The Analysis of Data, volume 1

Important Random Variables: The Bernoulli Trial Distribution

3.1. The Bernoulli Trial Distribution

Below, we denote the distributions corresponding to the different random variables using abbreviations such as Ber or Bin. In cases where the distributions are parameterized, we attach the parameter or parameters to the abbreviation, for example $\text{Bin}(n,\theta)$. We use the notation $\sim$ to denote "distributed according to", for example $X\sim\text{Ber}(\theta)$ implies that the RV $X$ follows the $\text{Ber}(\theta)$ distribution.

The Bernoulli trial RV, $X\sim\text{Ber}(\theta)$, where $\theta\in[0,1]$, is characterized by the following pmf: \[p_X(x)=\begin{cases} \theta & x=1\\ 1-\theta & x=0\\0&\text{otherwise}\end{cases}, \qquad \theta\in [0,1].\] The Bernoulli trial RV may be used to characterize the probability that an experiment (or trial) that may either succeed, $X=1$, or fail, $X=0$, with probabilities $\theta$, $1-\theta$ respectively.
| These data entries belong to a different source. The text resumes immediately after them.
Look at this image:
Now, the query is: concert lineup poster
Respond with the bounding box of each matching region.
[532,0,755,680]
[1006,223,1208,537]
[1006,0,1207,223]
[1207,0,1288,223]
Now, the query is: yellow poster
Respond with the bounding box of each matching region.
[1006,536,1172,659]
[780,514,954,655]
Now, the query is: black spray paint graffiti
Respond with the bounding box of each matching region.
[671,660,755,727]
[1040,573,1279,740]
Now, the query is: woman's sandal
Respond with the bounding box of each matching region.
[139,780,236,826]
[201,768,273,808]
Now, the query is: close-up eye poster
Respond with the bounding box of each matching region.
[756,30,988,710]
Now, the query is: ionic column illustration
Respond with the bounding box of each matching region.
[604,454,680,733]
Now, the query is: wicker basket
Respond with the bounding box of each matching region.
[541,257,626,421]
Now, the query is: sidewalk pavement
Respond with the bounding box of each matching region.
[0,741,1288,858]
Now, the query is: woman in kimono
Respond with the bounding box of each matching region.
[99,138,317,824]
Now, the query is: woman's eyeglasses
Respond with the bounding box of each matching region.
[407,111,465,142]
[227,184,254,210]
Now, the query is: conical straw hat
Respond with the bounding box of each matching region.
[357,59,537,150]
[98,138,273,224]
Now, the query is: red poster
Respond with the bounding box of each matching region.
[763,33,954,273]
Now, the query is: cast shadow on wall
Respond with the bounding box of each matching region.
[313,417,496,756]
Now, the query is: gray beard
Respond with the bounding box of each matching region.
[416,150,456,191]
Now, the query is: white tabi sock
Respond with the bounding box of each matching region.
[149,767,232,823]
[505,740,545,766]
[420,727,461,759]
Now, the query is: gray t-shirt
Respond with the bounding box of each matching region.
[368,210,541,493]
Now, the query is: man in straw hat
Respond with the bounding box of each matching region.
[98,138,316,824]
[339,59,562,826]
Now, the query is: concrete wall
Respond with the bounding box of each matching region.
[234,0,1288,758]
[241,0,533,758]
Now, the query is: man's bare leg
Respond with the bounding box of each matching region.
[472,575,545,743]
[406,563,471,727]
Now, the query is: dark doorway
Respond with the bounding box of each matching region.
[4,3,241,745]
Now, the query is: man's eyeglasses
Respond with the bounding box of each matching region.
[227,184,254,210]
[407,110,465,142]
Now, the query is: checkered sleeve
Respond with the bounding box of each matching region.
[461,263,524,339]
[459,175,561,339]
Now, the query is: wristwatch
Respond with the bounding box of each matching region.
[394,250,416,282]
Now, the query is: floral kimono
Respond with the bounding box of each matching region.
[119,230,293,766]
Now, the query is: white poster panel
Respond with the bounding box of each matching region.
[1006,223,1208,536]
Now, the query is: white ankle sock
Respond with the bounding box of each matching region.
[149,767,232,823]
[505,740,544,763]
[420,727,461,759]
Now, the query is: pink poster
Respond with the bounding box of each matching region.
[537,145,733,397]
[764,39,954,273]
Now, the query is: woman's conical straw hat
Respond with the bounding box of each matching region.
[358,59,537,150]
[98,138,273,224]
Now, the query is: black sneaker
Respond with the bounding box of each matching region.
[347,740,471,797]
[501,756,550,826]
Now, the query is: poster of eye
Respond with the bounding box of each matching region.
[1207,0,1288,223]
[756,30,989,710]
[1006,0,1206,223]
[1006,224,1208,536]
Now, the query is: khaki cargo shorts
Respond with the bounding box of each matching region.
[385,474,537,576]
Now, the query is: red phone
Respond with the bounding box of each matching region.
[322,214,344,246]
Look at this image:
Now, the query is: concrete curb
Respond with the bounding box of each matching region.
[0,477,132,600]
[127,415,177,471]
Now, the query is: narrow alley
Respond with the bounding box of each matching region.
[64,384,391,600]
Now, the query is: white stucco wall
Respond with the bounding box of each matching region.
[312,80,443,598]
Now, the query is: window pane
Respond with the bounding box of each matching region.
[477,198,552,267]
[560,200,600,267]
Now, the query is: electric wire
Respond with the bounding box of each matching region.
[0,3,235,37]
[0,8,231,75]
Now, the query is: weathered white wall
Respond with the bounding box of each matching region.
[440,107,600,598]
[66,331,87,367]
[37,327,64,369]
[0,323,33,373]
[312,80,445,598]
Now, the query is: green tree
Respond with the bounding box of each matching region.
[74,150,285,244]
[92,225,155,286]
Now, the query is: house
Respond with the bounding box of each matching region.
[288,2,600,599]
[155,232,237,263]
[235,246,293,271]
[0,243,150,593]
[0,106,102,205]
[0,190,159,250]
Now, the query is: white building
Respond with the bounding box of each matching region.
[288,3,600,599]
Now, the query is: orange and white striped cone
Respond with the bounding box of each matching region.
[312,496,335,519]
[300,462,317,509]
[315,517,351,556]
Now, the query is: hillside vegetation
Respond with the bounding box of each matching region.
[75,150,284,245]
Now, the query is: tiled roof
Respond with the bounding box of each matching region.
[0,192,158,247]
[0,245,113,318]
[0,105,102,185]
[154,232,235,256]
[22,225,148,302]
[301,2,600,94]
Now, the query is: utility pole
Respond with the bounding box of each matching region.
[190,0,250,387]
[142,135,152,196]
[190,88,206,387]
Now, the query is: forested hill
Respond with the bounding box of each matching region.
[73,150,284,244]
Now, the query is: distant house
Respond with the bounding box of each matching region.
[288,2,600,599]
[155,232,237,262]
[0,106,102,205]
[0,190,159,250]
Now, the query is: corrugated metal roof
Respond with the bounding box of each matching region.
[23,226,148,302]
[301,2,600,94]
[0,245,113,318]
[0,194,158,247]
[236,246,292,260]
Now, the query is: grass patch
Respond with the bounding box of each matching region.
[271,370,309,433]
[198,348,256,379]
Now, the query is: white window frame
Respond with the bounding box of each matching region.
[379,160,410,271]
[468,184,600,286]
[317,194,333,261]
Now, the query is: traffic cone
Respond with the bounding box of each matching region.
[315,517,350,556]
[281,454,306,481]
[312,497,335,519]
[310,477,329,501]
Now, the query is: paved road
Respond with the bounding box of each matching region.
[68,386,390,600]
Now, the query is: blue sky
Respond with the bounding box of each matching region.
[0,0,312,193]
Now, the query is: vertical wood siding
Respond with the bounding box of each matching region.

A popular example of such an experiment is flipping a potentially biased coin, with success corresponding to heads and failure corresponding to tails.

The expectation and variance of $X\sim\text{Ber}(\theta)$ are: \begin{align*} \E(X)&=1\theta+0(1-\theta)=\theta\\ \Var(X)&=\E(X^2)-E^2(X)=1^2\theta+0^2(1-\theta)-\theta^2=\theta(1-\theta). \end{align*}

The R code below graphs the mass functions corresponding to three different $\theta$ parameters.

x = c(0, 1)
D = stack(list(`$\\theta=0.3$` = dbinom(x, 1, 0.3),
    `$\\theta=0.5$` = dbinom(x, 1, 0.5), `$\\theta=0.9$` = dbinom(x,
        1, 0.9)))
names(D) = c("mass", "theta")
D$x = x
qplot(x, mass, data = D, main = "Bernoulli pmf", geom = "point",
    stat = "identity", facets = . ~ theta, xlab = "$x$",
    ylab = "$p_X(x)$") + geom_linerange(aes(x = x,
    ymin = 0, ymax = mass))